Liu Tienan (center), former vice-minister of the National Development and Reform Commission and former chief of the National Energy Administration, receives life imprisonment on Wednesday, Langfang Intermediate People's Court. [Photo/Xinhua] |
The fight against corruption in China is not a blitzkrieg, but a protracted war that entails special and powerful anti-graft agencies armed with laws, says an article in People's Daily.
The job-related crimes in government departments and the SOEs in the oil, transport, land and financial fields have become more concealed, because of the increasingly complicated networks of nepotism and favoritism, and the application of advanced technology.
It is necessary to make the procuratorate's anti-graft department more professional and efficient so that it can better respond to the changes in job-related crimes and have stronger capabilities to handle them.

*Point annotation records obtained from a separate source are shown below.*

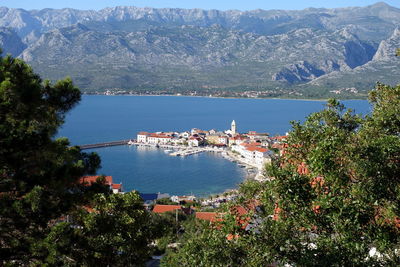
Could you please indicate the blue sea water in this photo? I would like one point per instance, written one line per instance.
(108, 118)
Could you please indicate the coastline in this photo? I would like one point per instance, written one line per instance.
(249, 173)
(233, 97)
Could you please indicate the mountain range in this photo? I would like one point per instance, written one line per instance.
(308, 53)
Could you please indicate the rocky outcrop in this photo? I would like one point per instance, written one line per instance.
(10, 42)
(299, 72)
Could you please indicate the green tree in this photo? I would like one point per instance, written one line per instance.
(334, 196)
(42, 220)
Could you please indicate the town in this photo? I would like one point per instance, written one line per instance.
(251, 150)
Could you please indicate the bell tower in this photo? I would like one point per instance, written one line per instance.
(233, 127)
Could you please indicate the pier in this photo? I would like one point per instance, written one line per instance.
(105, 144)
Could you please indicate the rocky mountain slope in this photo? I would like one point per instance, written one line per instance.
(310, 52)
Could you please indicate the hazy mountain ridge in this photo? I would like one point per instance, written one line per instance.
(129, 47)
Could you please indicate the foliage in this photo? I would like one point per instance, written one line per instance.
(41, 216)
(332, 201)
(117, 233)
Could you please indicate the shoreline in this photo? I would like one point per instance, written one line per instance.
(232, 97)
(257, 175)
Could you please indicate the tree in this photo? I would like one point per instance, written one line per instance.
(41, 216)
(334, 197)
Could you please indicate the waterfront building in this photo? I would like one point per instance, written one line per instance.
(236, 140)
(195, 141)
(223, 140)
(158, 138)
(179, 199)
(166, 208)
(233, 128)
(142, 137)
(108, 181)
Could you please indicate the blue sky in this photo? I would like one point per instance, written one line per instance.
(204, 4)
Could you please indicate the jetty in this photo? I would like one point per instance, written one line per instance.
(105, 144)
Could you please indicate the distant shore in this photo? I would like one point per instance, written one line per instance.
(238, 97)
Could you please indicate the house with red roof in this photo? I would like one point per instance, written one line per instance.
(209, 216)
(108, 180)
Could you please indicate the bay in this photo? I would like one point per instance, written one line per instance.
(108, 118)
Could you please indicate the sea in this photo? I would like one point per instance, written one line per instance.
(100, 118)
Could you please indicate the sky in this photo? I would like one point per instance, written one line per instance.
(203, 4)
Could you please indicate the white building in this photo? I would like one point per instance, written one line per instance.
(156, 139)
(194, 141)
(142, 137)
(233, 128)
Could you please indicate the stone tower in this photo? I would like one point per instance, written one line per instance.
(233, 127)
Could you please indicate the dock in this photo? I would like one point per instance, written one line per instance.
(105, 144)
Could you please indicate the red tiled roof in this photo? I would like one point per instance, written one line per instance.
(209, 216)
(87, 180)
(165, 208)
(160, 136)
(279, 137)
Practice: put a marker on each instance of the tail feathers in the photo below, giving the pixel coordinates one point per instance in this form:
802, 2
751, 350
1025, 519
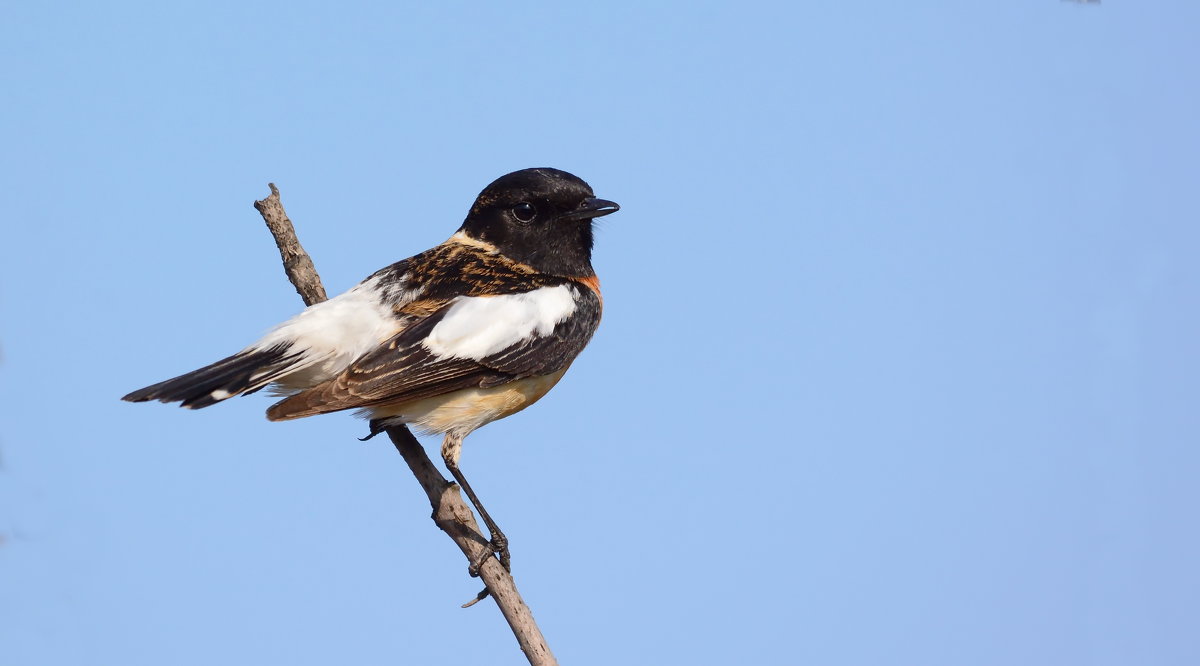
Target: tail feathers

The anti-corruption and bribery bureau affiliated to the supreme procuratorate is to be promoted from the bureau level to vice-ministry level, have more professional personnel and equipment, and cooperate with the Party and the government disciplinary authorities closely. The strengthening of the bureau, which was set up in 1995, will enable it to play a bigger role in investigations and improve its coordination with different departments in digging out big graft cases.
Compared with the Party and government disciplinary watchdogs, the supreme procuratorate's anti-corruption bureau's power directly comes from the law.
It is unrealistic and impossible to always rely on superior powers to counter the power abuses of subordinates. Constructing an effective law-based anti-corruption institutional mechanism is a crucial objective. Making the legal authorities stronger so they can play a bigger role in the endeavor is an important step forward in that direction.